La respuesta del jefe suquámish es una pieza antológica por su elegancia, y sobre todo por ser una lección que, al parecer, los europeos transplantados a América necesitaban. Todos los indios americanos, del norte y del sur eran ecologistas natos. (He leído un libro sobre indios de la Amazonia ecuatoriana, titulado -con toda razón- La selva culta, demostrativo de que todavía los indios saben cuidar su entorno). Entre otras cosas, respondió Seattle (es decir, Siyat):
"Si no somos dueños de la frescura del aire ni del fulgor de las aguas, ¿cómo podrán ustedes comprarlas? Cada parcela de esta tierra es sagrada para mi pueblo. Cada pino, cada grano de arena en las playas, cada gota de rocío, cada altozano y hasta el sonido de cada insecto es sagrado a la memoria y al pasado de nuestro pueblo. La savia que circula por las venas de los árboles lleva en sí las memorias de los "pieles rojas."
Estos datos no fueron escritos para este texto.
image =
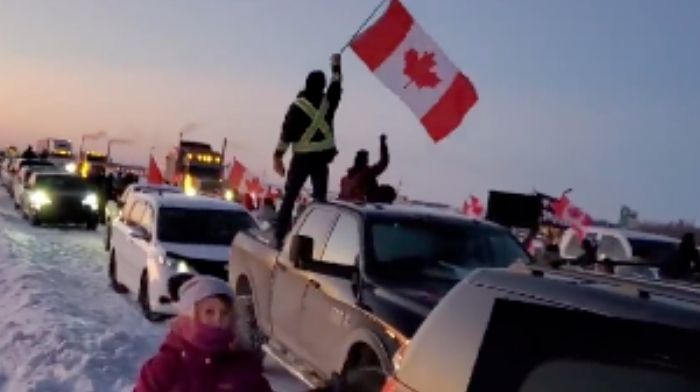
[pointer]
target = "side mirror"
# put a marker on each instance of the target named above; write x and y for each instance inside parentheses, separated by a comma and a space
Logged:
(140, 233)
(301, 251)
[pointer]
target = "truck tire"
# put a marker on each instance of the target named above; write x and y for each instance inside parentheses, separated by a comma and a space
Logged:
(247, 320)
(145, 301)
(362, 370)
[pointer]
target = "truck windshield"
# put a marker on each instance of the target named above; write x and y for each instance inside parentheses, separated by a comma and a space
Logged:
(213, 227)
(61, 183)
(438, 249)
(201, 171)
"Los muertos del hombre blanco olvidan su país de origen cuando emprenden sus pasos entre las estrellas. En cambio, los nuestros no pueden olvidar esta bondadosa tierra, que es la madre de los hombres rojos. Somos parte de ella y ella es parte de nosotros. Las escarpadas peñas, los húmedos prados, el calor del cuerpo del caballo y el hombre, todos pertenecemos a la misma familia. Todo ello, nos dice que en su mensaje, el Gran Jefe de Washington nos pide demasiado. Por eso no debemos considerar su oferta. Esta tierra es sagrada para nosotros.
"El agua que corre por los ríos y arroyos no es sólo agua, sino que representa la sangre de nuestros antepasados. Los ríos son nuestros hermanos y sacian nuestra sed, son portadores de nuestras canoas y alimentan a nuestros hijos.
"El hombre blanco no comprende nuestro modo de vida. No sabe distinguir entre un pedazo de tierra y otro. Es un extraño que llega en la noche y toma de la tierra lo que necesita, y luego sigue su camino, dejando atrás la tumba de sus padres.
"Nuestro modo de vida es diferente. La sola vista de sus ciudades nos apena los ojos. El ruido insulta nuestros oídos. Es tal vez porque el hombre rojo, salvaje, no comprende. Nosotros preferimos el suave susurro del viento purificado por la lluvia del mediodía o perfumado con aroma de pinos. El aire tiene un valor inestimable para nosotros, ya que todos los seres comparten el mismo aliento: la bestia, el árbol, el hombre. El blanco no parece consciente del aire que respira; como un moribundo que agoniza durante muchos días, es insensible al hedor. Con todo, consideraré su oferta, y si decidimos aceptarla, yo pondré condiciones: el hombre blanco tratará a los animales y plantas de esta tierra como a sus hermanos.
"Soy un salvaje. No comprendo otro modo de vida. He visto miles de búfalos pudriéndose en las praderas, muertos a tiros por el hombre blanco desde un tren en marcha. Soy un salvaje y no comprendo cómo una máquina humeante puede importar más que el búfalo, al que nosotros matamos sólo para sobrevivir. ¿Qué sería del hombre si todos los animales fueran exterminados? También el hombre moriría, y moriría de una gran soledad espiritual, porque lo que suceda a los animales, también le sucederá al hombre. Todo va enlazado.
"Sabemos que la tierra no pertenece al hombre: sino el hombre a la tierra. Todo lo que le ocurra a la tierra, le ocurrirá a los hijos de la tierra. Ni siquiera el blanco está exento del destino común. Tal vez, después de todo, seamos hermanos. Ya veremos... Quizás los blancos no lo sepan, pero nuestro Dios es el mismo. Pueden pensar que les pertenece, como desean que nuestras tierras les pertenezcan. Y no es así. Es el Dios de todos. Esta tierra tiene un valor inestimable para El y si la dañamos, provocaremos su ira. Los blancos se extinguirán, quizás antes que las demás tribus. Dañada la tierra, dañadas las plantas, contaminado el aire y desaparecidos los animales, sólo sabremos una cosa: que termina la vida, y empieza la lucha por la imposible supervivencia."
Fuentes: Steward, George R. AN Historical Account of Place Names in the U.S.A. Random House, N.Y. 1945.
Wagner, Erika. Más de 500 años de legado americano al mundo. Cuadernos Legoven. Caracas. Ven.